Analysis of recent filings reveals that stock-based compensation, which reached $1.6 million in 2026Q1, serves as a significant non-cash add-back that artificially improves the appearance of operating cash flow while failing to address the company's underlying inability to generate cash from its core business operations.

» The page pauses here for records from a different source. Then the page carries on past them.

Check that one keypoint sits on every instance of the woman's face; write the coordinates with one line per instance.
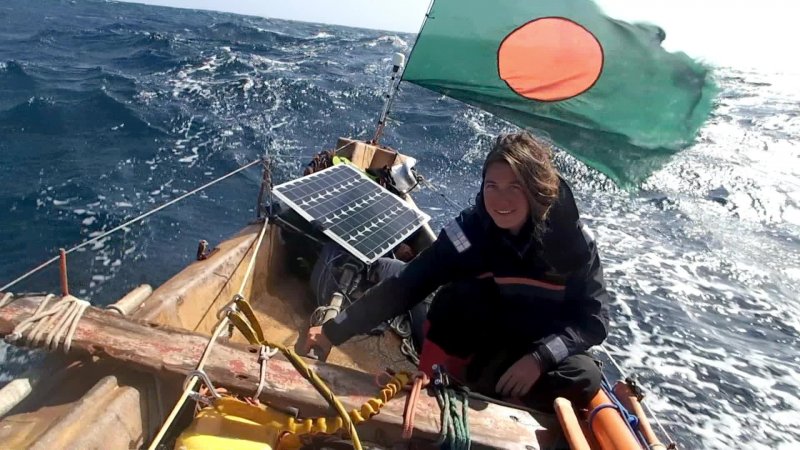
(504, 197)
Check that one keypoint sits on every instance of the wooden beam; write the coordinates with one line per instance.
(169, 351)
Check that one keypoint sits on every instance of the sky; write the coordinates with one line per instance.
(738, 33)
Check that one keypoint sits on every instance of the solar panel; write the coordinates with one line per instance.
(353, 210)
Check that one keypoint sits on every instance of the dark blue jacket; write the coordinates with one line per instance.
(552, 293)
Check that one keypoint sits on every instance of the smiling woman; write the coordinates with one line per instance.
(522, 295)
(519, 182)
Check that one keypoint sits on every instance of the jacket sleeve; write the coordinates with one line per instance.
(588, 325)
(433, 267)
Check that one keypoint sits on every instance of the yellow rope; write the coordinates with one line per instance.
(247, 323)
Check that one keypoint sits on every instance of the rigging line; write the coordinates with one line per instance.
(421, 27)
(625, 375)
(130, 222)
(221, 325)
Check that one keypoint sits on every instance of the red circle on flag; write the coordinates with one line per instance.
(550, 59)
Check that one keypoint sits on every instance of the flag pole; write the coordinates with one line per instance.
(398, 64)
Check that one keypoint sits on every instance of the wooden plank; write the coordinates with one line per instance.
(169, 351)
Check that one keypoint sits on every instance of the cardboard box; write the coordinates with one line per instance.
(367, 156)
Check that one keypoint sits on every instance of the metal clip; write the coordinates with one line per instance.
(230, 307)
(440, 378)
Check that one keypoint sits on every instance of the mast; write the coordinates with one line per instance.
(398, 63)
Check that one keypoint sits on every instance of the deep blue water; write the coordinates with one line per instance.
(109, 109)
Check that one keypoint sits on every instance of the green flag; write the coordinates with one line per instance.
(601, 89)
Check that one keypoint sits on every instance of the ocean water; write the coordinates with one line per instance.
(109, 109)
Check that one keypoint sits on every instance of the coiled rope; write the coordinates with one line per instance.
(647, 408)
(58, 323)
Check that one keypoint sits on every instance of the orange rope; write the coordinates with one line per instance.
(63, 271)
(421, 380)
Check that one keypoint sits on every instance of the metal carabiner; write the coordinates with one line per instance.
(199, 373)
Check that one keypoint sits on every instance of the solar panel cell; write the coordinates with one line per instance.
(353, 210)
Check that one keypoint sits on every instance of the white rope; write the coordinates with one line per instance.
(221, 325)
(58, 323)
(126, 224)
(7, 297)
(625, 375)
(265, 353)
(442, 194)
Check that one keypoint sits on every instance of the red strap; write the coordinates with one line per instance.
(421, 380)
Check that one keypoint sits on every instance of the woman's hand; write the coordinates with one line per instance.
(520, 377)
(316, 340)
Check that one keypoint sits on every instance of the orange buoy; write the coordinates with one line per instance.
(629, 400)
(570, 425)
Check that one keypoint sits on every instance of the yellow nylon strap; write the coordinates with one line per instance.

The reliance on stock-based compensation as a primary adjustment in the cash flow statement may obscure the true cost of talent acquisition and retention. Investors should be wary of this dynamic, as it suggests that the company's cash flow profile is more fragile than the headline operating cash flow figures might otherwise imply.
Quick answers to the most common questions about buying ZSPC stock.
zSpace, Inc. (ZSPC) generated $-18.0M in net cash from operating activities in 2025. This reflects the cash generated directly from core business operations.
zSpace, Inc. (ZSPC) reported negative free cash flow of $18.0M in 2025, indicating capital requirements exceeded cash from operations.
zSpace, Inc. (ZSPC) spent $0.0M on capital expenditures in 2025. CapEx represents the cash invested in physical assets like property, plant, and equipment to maintain or grow the business.